I am asking this question because I can feel some self doubt tugging and trying to muscle its way into my otherwise perfectly relaxed morning. The voice of doubt tells me I could work harder and achieve more. I hear that voice and yet today I just haven’t felt like doing any work at all, not designing or pricing work or answering emails or even the phone.
The doubt is an inevitable part of me hitting my ‘upper limit’ and gradually revolutionising how I operate in the world. With less fear and worry than ever before its a massive big space in front of me every day. There is also less energy available as I get older for fear driven actions. So less forcing of motivation or attempts at discipline or needing to do something productive to feel good about myself. Instead I have been allowing my behaviour to take whatever route it wants. The romantic in me likes to think of it as following ‘The Force’. I ask myself ‘is there energy for this right now?’ Yes or no. Simple. The voice of doubt just calls it lazy. And yet the work gets done and there are things that must be done. The dishes get done, the dog fed and walked, kitchen sink cleaned, clothes washed, food cooked, car washed, shopping fetched, employees supervised, clients visited, drawings printed and delivered. Its just that there are very few ‘shoulds’ now and all of these things are pretty much done when I want to do them. And the peculiar thing to me is that things get done, and 95% of what needs done happens perfectly ‘on time’. All those years I spent on a state of angst and urgency in a cacophony of shoulds and shouldn’ts. Maybe confidence is the saving grace of getting older.

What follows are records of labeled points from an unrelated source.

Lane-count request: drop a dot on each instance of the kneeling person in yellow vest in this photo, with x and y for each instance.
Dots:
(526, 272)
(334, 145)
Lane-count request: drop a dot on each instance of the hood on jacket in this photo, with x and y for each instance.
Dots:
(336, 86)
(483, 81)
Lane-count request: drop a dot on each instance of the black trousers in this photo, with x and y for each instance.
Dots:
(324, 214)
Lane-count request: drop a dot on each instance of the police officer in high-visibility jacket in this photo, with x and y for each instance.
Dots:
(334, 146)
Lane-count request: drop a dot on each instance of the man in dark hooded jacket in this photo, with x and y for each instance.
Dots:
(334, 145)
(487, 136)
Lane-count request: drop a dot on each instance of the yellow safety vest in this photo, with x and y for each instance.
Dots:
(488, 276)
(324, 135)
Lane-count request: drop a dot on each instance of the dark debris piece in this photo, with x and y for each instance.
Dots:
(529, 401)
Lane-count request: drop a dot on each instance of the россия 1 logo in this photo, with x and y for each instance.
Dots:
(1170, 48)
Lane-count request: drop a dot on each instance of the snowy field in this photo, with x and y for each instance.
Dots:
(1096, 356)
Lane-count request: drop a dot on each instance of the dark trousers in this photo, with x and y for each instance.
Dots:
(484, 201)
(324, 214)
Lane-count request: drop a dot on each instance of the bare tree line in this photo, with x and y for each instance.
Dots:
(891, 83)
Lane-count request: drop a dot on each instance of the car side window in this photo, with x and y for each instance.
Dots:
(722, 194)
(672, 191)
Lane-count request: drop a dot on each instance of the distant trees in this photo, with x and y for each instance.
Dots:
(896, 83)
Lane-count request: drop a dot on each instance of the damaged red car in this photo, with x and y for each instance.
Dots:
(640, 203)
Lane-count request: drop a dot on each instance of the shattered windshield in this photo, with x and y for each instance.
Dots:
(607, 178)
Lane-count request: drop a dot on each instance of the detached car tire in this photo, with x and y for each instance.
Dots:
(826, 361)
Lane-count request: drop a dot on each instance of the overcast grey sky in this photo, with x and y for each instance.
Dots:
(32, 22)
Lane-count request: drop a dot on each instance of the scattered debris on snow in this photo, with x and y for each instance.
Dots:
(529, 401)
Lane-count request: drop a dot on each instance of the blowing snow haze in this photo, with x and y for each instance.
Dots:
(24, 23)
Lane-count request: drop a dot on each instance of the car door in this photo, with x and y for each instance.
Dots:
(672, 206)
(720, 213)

I keep this pretty quiet, and it is not something that I talk about with people. My world of freedom and inner peace is lived more and more privately as I find I share fewer of the concerns of my friends and family. I do not wish to share their beliefs or their interpretation of experience or be drawn into conversations that reveal that I don’t share these things.
One of the biggest impediments that I have found is the constraints of social expectation from friends and family. I have discussed this before, and I am seeing it clearly recently. I challenged a friend on a long held belief that she also applied to me. It felt amazing to put the record straight and be true to myself, but it inevitably created a little distance with her.
A storm is raging outside just now, a continuous downpour of rain and I am cosy in my solitude. Going to play Scrabble.